Page 1 of 1

Keep only the highest score for each subject

PostPosted: Fri Apr 18, 2008 9:19 am
by cbrio
I have exam data for which I want to keep only the highest score for each ID by subject.

Sample input:

bytes 1-9 represent the ID, 10-12 subject, 13-22 date, and 23-25 score (scores are character fields because they contain the values 000-100 and bbP, bbF, and Wbb (bbP is a higher score than Wbb, Wbb is a higher score than bbF; bbP is equivalent to scores GE 055, bbF is equivalent to scores LE 054).

12345678904806/10/2004065
12345678904801/10/2003048
12345678904806/10/2005086
12345678905901/10/2003bbP
12345678905906/10/2002bbF
12345678905901/10/2005bbW
98765432120306/10/2002000
98765432120306/10/2003025
98765432120301/10/2003048
98765432130406/10/2005Wbb
98765432130401/10/2006bbF

Desired output
12345678904806/10/2005086
12345678905901/10/2003bbP
98765432120301/10/2003048
98765432130406/10/2005Wbb


I tried using ICETOOL SELECT operator, but couldn't get it to work. Any suggestions would be greatly appreciated.

Thanks.
Cindy

Re: Keep only the highest score for each subject

PostPosted: Fri Apr 18, 2008 11:15 pm
by Frank Yaeger
Your description of which scores are higher than other scores is rather difficult to understand.
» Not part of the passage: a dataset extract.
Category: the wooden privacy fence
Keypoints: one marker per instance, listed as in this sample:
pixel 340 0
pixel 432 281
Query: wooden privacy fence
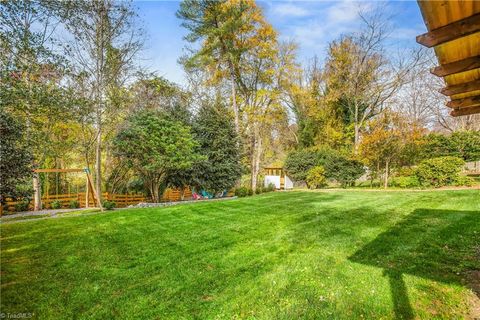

Please just list the scores in order from highest to lowest - something like (and I doubt this is correct):

bbP
Wbb
100
...
000
bbF

Re: Keep only the highest score for each subject

PostPosted: Mon Apr 21, 2008 7:55 am
by cbrio
Here's how I would rank them if I were selecting them by hand. Though I'm not entirely confident in this order because the decision rules are complex. (A score of W means that the test was not required, however, if they took the test and passed even though it is not required, we want to record this. But if they fail it, we don't want to penalize them for attempting it. The regular passing score is 65, scores between 55 and 64 are considered a variant pass, and anything below 55 is failing.) Numeric scores take precedence over P/F. Scores of W take precedence over failing scores (alpha or numeric). Passing scores (alpha or numeric) take precedence over W.

100
99
.
.
.
65
bbP
64
63
.
.
.
55
Wbb
54
53
52
.
.
.
0
bbF

Re: Keep only the highest score for each subject

PostPosted: Mon Apr 21, 2008 9:21 pm
by Frank Yaeger
If you're not sure of the "rules", then it's difficult to tell you how to encode them in a DFSORT job.

However, conceptually you can just add a new field with the score multiplied by 10 for the numeric values, and values in between for the non-numeric values: 645 for ' P', 545 for 'W ' and -01 for ' F'. You can then sort on the id and subject ascending and the new field descending to get the records in the correct order. Finally, you can use OUTFIL with SECTIONS and HEADER3 to get the records you want. Here's a DFSORT job that shows how to do that:

//S1    EXEC  PGM=ICEMAN
//SYSOUT    DD  SYSOUT=*
//SORTIN DD DSN=...  input file
//SORTOUT DD DSN=...  output file
//SYSIN    DD    *
  INREC IFTHEN=(WHEN=(23,3,CH,EQ,C'  P'),OVERLAY=(26:C'645')),
    IFTHEN=(WHEN=(23,3,CH,EQ,C'W'),OVERLAY=(26:C'545')),
    IFTHEN=(WHEN=(23,3,CH,EQ,C'  F'),OVERLAY=(26:C'-01')),
    IFTHEN=(WHEN=NONE,
      OVERLAY=(26:23,3,ZD,MUL,+10,TO=ZD,LENGTH=3))
  SORT FIELDS=(1,9,CH,A,10,3,CH,A,26,3,FS,D)
  OUTFIL REMOVECC,NODETAIL,
    BUILD=(1,25),
    SECTIONS=(1,12,
      HEADER3=(1,25))
/*

Re: Keep only the highest score for each subject

PostPosted: Tue Apr 22, 2008 9:27 pm
by cbrio
Thank you very much Frank.

I have one more question. Does the LENGTH=3 parameter refer to the length of the newly created multiple of the score?

Re: Keep only the highest score for each subject

PostPosted: Tue Apr 22, 2008 9:36 pm
by Frank Yaeger
Does the LENGTH=3 parameter refer to the length of the newly created multiple of the score?


Yes, it sets the length of the new score to 3 bytes (all we need) in positions 26-28. Without LENGTH=3, the length would be 15 by default.